Contoh Keras pelatihan sadar kuantisasi (CQAT) melestarikan klaster

Lihat di TensorFlow.org Jalankan di Google Colab Lihat di GitHub Unduh buku catatan

Gambaran

Ini adalah mengakhiri contoh akhir yang menunjukkan penggunaan cluster melestarikan pelatihan sadar (CQAT) API kuantisasi, bagian dari pipa optimasi kolaboratif yang TensorFlow Model Optimasi Toolkit.

halaman lain

Untuk pengenalan pipa dan teknik lain yang tersedia, lihat kolaboratif halaman ikhtisar optimasi .

Isi

Dalam tutorial, Anda akan:

  1. Melatih tf.keras model untuk dataset MNIST dari awal.
  2. Sempurnakan model dengan pengelompokan dan lihat akurasinya.
  3. Terapkan QAT dan amati hilangnya cluster.
  4. Terapkan CQAT dan amati bahwa pengelompokan yang diterapkan sebelumnya telah dipertahankan.
  5. Hasilkan model TFLite dan amati efek penerapan CQAT padanya.
  6. Bandingkan akurasi model CQAT yang dicapai dengan model yang dikuantisasi menggunakan kuantisasi pasca-pelatihan.

Mendirikan

Anda dapat menjalankan Notebook Jupyter ini di lokal Anda virtualenv atau colab . Untuk rincian pengaturan dependensi, silakan merujuk ke panduan instalasi .

 pip install -q tensorflow-model-optimization
import tensorflow as tf

import numpy as np
import tempfile
import zipfile
import os

Latih model tf.keras untuk MNIST tanpa pengelompokan

# Load MNIST dataset
mnist = tf.keras.datasets.mnist
(train_images, train_labels), (test_images, test_labels) = mnist.load_data()

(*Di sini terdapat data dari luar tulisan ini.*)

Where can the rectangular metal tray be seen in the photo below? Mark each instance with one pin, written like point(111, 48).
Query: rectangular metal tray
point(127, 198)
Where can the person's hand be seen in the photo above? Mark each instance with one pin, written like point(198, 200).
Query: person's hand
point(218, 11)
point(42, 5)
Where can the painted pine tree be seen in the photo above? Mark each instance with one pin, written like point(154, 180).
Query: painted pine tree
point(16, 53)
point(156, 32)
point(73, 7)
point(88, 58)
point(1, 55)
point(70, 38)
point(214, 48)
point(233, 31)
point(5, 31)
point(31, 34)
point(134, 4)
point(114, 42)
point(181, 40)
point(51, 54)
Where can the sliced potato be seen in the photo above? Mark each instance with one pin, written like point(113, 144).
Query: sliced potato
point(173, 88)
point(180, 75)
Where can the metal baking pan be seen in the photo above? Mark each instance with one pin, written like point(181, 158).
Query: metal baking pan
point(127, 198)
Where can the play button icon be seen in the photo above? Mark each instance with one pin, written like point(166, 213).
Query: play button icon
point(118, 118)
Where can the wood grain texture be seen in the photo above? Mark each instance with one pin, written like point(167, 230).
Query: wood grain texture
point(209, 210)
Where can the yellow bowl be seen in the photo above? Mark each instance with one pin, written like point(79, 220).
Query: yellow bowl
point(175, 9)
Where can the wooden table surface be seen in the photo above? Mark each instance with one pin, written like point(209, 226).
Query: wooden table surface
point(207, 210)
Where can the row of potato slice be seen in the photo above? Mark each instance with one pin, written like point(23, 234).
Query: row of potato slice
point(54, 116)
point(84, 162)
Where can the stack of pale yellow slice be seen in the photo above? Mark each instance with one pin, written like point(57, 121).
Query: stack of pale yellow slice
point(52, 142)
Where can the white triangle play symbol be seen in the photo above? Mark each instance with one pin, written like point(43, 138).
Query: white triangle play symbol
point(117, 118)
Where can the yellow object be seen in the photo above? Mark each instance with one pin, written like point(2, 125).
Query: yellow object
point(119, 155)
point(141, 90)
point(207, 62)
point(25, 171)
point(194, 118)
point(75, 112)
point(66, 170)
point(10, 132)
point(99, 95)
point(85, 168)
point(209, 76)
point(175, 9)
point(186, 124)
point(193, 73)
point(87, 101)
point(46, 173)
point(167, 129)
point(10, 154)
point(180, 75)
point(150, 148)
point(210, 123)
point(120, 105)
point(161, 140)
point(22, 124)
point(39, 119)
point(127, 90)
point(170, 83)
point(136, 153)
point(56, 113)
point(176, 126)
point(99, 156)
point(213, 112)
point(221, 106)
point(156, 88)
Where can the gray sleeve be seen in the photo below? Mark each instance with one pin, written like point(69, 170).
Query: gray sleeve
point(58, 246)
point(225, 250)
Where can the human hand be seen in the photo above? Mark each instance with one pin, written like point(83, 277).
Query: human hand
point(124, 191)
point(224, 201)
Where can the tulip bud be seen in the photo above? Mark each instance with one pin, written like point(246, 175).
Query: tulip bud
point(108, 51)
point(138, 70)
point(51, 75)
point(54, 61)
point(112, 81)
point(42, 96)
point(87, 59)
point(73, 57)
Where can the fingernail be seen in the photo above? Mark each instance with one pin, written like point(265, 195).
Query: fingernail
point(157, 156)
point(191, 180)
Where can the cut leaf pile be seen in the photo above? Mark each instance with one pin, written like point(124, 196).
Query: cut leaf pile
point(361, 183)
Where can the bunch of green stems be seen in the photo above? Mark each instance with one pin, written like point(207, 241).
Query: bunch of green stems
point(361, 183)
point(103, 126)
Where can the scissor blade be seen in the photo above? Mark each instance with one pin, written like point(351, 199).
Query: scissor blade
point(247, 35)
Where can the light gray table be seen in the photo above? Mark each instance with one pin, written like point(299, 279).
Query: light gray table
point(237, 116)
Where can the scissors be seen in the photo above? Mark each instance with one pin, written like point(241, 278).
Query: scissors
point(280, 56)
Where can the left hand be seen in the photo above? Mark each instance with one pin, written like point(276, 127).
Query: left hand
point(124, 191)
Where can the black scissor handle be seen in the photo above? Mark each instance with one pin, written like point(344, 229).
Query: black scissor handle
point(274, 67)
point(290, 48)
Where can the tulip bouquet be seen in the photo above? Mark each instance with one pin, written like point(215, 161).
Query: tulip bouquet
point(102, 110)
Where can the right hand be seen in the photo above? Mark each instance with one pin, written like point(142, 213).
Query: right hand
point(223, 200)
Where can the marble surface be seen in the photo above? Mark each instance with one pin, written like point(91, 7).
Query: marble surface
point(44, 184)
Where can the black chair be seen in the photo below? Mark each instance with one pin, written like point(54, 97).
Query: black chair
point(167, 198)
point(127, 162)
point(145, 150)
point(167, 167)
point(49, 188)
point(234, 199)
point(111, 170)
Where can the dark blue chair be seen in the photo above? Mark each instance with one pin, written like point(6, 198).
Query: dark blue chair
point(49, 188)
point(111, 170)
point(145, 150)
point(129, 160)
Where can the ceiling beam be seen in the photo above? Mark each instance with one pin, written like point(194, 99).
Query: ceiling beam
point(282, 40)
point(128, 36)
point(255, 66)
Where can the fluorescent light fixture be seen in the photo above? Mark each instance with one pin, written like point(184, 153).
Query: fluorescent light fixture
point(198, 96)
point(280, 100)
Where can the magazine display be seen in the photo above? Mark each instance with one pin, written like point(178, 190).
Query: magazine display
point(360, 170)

# Normalize the input image so that each pixel value is between 0 to 1.
train_images = train_images / 255.0
test_images  = test_images / 255.0

model = tf.keras.Sequential([
  tf.keras.layers.InputLayer(input_shape=(28, 28)),
  tf.keras.layers.Reshape(target_shape=(28, 28, 1)),
  tf.keras.layers.Conv2D(filters=12, kernel_size=(3, 3),
                         activation=tf.nn.relu),
  tf.keras.layers.MaxPooling2D(pool_size=(2, 2)),
  tf.keras.layers.Flatten(),
  tf.keras.layers.Dense(10)
])

# Train the digit classification model
model.compile(optimizer='adam',
              loss=tf.keras.losses.SparseCategoricalCrossentropy(from_logits=True),
              metrics=['accuracy'])

model.fit(
    train_images,
    train_labels,
    validation_split=0.1,
    epochs=10
)
Downloading data from https://storage.googleapis.com/tensorflow/tf-keras-datasets/mnist.npz
11493376/11490434 [==============================] - 0s 0us/step
Epoch 1/10
1688/1688 [==============================] - 8s 5ms/step - loss: 0.2827 - accuracy: 0.9211 - val_loss: 0.1057 - val_accuracy: 0.9728
Epoch 2/10
1688/1688 [==============================] - 8s 5ms/step - loss: 0.1070 - accuracy: 0.9696 - val_loss: 0.0768 - val_accuracy: 0.9793
Epoch 3/10
1688/1688 [==============================] - 7s 4ms/step - loss: 0.0805 - accuracy: 0.9765 - val_loss: 0.0663 - val_accuracy: 0.9823
Epoch 4/10
1688/1688 [==============================] - 7s 4ms/step - loss: 0.0671 - accuracy: 0.9804 - val_loss: 0.0614 - val_accuracy: 0.9840
Epoch 5/10
1688/1688 [==============================] - 7s 4ms/step - loss: 0.0592 - accuracy: 0.9827 - val_loss: 0.0594 - val_accuracy: 0.9837
Epoch 6/10
1688/1688 [==============================] - 7s 4ms/step - loss: 0.0537 - accuracy: 0.9842 - val_loss: 0.0610 - val_accuracy: 0.9838
Epoch 7/10
1688/1688 [==============================] - 7s 4ms/step - loss: 0.0487 - accuracy: 0.9851 - val_loss: 0.0644 - val_accuracy: 0.9827
Epoch 8/10
1688/1688 [==============================] - 7s 4ms/step - loss: 0.0437 - accuracy: 0.9862 - val_loss: 0.0624 - val_accuracy: 0.9847
Epoch 9/10
1688/1688 [==============================] - 7s 4ms/step - loss: 0.0399 - accuracy: 0.9882 - val_loss: 0.0595 - val_accuracy: 0.9847
Epoch 10/10
1688/1688 [==============================] - 7s 4ms/step - loss: 0.0362 - accuracy: 0.9885 - val_loss: 0.0613 - val_accuracy: 0.9835
<tensorflow.python.keras.callbacks.History at 0x7f24a4cc7990>

Evaluasi model dasar dan simpan untuk digunakan nanti

_, baseline_model_accuracy = model.evaluate(
    test_images, test_labels, verbose=0)

print('Baseline test accuracy:', baseline_model_accuracy)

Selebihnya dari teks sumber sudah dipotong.